Sono passati 15 anni dall’attentato delle Torri Gemelle. Come mai ha deciso di scrivere un libro dedicato ai giovani su questo argomento?

«L’idea era quella di raccontare ai giovani il tragico attentato delle Twin Towers, secondo una chiave che potesse attirare la loro attenzione. Ho scritto l’11 settembre di Eddy il ribelle cinque anni fa per l’editore Gallucci che lo ha appena ristampato. A quel tempo insegnavo lettere alla Città dei Ragazzi, una storica comunità educativa romana, e mi accorgevo che mentre i ragazzi immigrati sapevano chi fosse Bin Laden, i loro coetanei italiani o ne ignoravano l’esistenza, oppure lo confondevano con un personaggio della Play Station».
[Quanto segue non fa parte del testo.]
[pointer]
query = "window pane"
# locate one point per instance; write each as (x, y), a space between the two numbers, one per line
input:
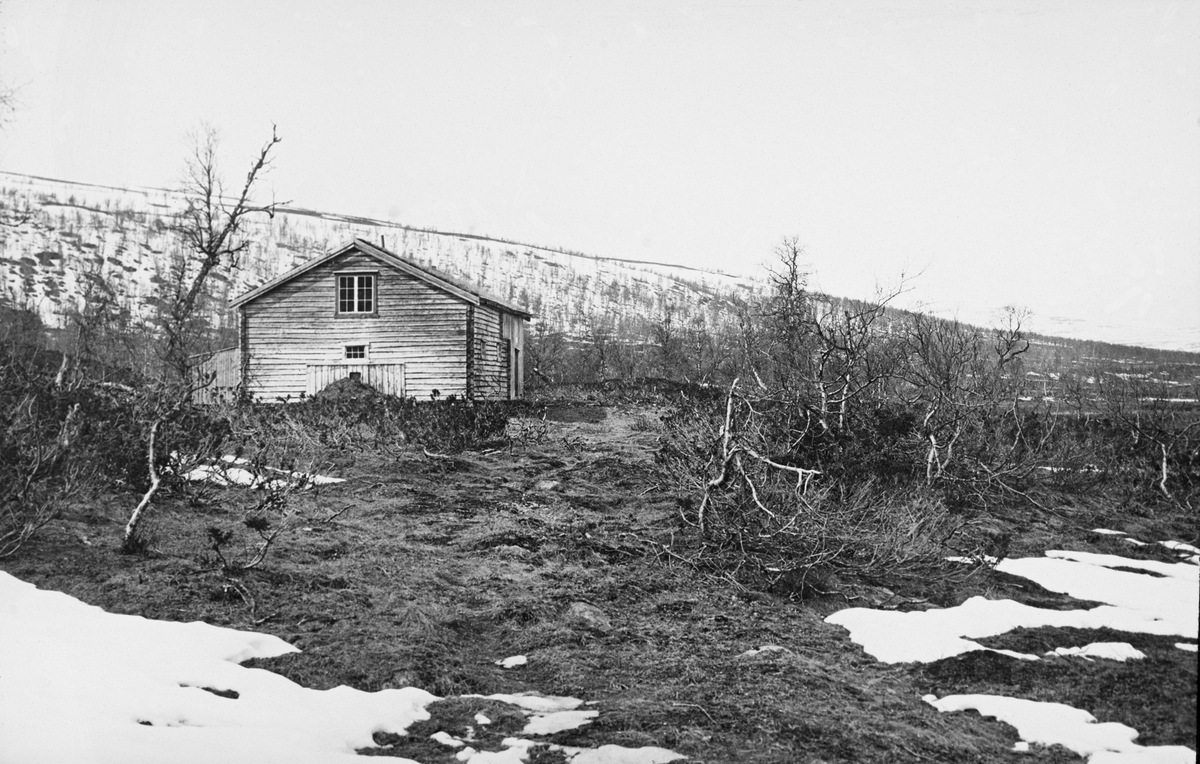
(366, 294)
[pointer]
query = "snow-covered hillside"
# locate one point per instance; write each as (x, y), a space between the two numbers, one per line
(58, 239)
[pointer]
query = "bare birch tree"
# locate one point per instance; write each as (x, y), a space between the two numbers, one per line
(211, 232)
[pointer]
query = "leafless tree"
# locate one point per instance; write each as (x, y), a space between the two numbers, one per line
(211, 230)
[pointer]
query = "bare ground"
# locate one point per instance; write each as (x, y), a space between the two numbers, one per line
(437, 567)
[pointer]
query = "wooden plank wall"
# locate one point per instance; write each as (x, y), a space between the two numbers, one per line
(513, 329)
(387, 378)
(225, 367)
(295, 325)
(491, 380)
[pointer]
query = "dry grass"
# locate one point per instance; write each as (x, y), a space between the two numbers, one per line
(439, 567)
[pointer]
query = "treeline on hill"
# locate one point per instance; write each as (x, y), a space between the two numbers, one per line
(807, 440)
(822, 440)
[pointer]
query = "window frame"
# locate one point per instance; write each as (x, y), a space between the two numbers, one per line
(337, 294)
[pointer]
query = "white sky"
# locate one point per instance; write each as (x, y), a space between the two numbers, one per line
(1043, 154)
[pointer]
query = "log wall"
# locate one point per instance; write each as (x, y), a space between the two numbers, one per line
(297, 325)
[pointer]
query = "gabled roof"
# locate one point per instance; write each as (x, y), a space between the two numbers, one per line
(438, 281)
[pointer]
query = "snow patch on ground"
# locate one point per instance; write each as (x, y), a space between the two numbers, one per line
(1146, 596)
(227, 473)
(1109, 650)
(1054, 723)
(1167, 602)
(513, 661)
(84, 685)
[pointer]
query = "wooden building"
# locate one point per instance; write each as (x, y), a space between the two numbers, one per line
(371, 314)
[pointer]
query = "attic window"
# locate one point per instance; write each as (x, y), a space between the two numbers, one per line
(355, 293)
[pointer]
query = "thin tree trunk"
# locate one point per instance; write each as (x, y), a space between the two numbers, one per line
(131, 528)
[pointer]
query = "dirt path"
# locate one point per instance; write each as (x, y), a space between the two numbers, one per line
(438, 567)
Il protagonista è un alieno, perché?

«Eddy è un ragazzo ribelle che vive a Fulgor, pianeta dove le parole guerra e morte non si possono pronunciare, sono diventate un tabù. Ho pensato che uno scolaro potesse immedesimarsi nella personalità di questo alieno, specie quando decide di fuggire da scuola a bordo di un’astronave».

Qual è il messaggio che intende offrire ai ragazzi con questo libro?

«L’aspetto più importante dell’attentato è la morte di migliaia di innocenti. Quando un essere umano ne uccide un altro, è come se violasse un principio universale. Matuzalem, l’amico di Eddy, scende sulla Terra nel tentativo d aiutare le vittime delle Torri. Ecco, vorrei che i ragazzi oggi entrassero in azione ogni volta che vedono l’oltraggio di un principio in cui credono».

Che consiglio darebbe a genitori, educatori e insegnanti per affrontare nel modo giusto argomenti come il terrorismo e la guerra con i più piccoli? Da dove partire?

«Bisogna partire dalle storie delle persone. Non illustrare grandi tesi, ma dare luce a episodi concreti. E poi dovremmo favorire il confronto fra bambini e adolescenti di diversa estrazione sociale e culturale. Nell’infanzia è molto più semplice rispetto all’età adulta. Mi è spesso capitato di dirlo: da insegnante le classi eterogenee sono sempre preferibili: c’è più energia, più sollecitazioni. In questo senso la scuola rappresenta, oggi più che mai, il vero laboratorio antropologico dell’Europa».